En tentant de lui expliquer, je tâche à me l’expliquer à moi-même ; c’est souvent comme ça : les autres ne te sont utiles parfois que dans la mesure où ils te servent de révélateurs.
— Flic, c’est pas un métier, Cecilia, plutôt une philosophie. Ça consiste à sentir les choses qui sont cachées derrière les choses (ne jamais se gratter le cervelet quand tu peux faire autrement). A l’instant, j’ai jeté un coup d’œil au-dehors et j’ai aperçu la grande bagnole stupide et prétentiarde de Marcus. Duvalier assoupi au volant, Boggy fumant un affreux cigare qui doit puer comme des pieds de clodo, dans une pose pour film policier de série B. Mon regard est revenu se poser sur vous, belle dame. Et là : clic ! Ou plutôt « déclic ». Une décharge d’adrénaline est venue freiner la digestion de votre excellent steak. Je n’ai pas aperçu les choses cachées derrière les choses, mais j’ai pressenti leur présence. Ce qui est très important.
Je me lève.
— Merci pour votre accueil, votre repas et votre baiser ; je sais que nous nous reverrons très bientôt.
Je me rapatrie dans le carrosse de mon pote.
— Programme ? demande laconiquement Boggy en écrasant son cigare.

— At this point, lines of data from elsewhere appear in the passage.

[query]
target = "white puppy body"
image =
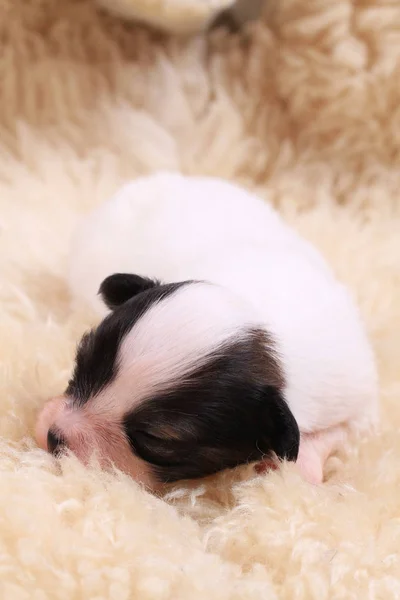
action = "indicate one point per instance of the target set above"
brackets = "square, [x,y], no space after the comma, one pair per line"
[175,228]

— Dodo ! Et servez-moi donc un bourbon pour la route : j’ai failli manger de l’oignon et cette perspective me chamboule l’estomac.
J’en écrase pis qu’avec un rouleau compresseur. La toute grosse dorme obtuse. Parfois, j’ai le sommeil rustique, surtout quand je viens de changer de puceau horaire, comme dit Béru. Comme si mon corps prenait des initiatives, rompait avec des habitudes pour compenser un certain dérèglement.
On toque à ma porte et, sans que je prie d’entrer, la femme de chambre noire s’avance vers mon plumard grand luxe avec une table de lit chargée de petite déjeunance.
— Je me permets de vous réveiller, fait-elle, d’abord parce qu’il est onze heures, ensuite parce qu’il y a ici trois messieurs qui vous demandent !
Putain, me dis-je grossièrement, j’ai fait le tour du cadran ! Que doit penser mon pauvre Marcus ! Que je viens chez lui pour tirer ma flemme !
Je prends une pose adéquate ; tu vois, comme ça, le dos contre l’oreiller pour me laisser enjamber par la table.
— Monsieur a dit que le matin, vous prenez du café noir.
— Il a bonne mémoire. Vous voulez bien faire entrer les trois messieurs en question ?
Le plateau est lesté de petits pains croustillants, de cakes, de saucisses frites et d’un tas de trucs propres à te surmener les salivaires.
— Y en a des qui s’ font pas chier la bite ! tonne la voix grumeleuse de l’apôtre Béru. Des qui se prendent pour un millardaire amerloque !
Sublime trio ! Et qui me chaleurise l’entendement ! Mathias, le rouquin, en tweed feuille-morte ; M. Blanc, qui en jette dans un prince-de-Galles bleu, et enfin Béru, vêtu en Bérurier, avec des œufs d’Air France plein son revers et de la mayonnaise Olida en belles traînées pâles sur sa cravate sombre.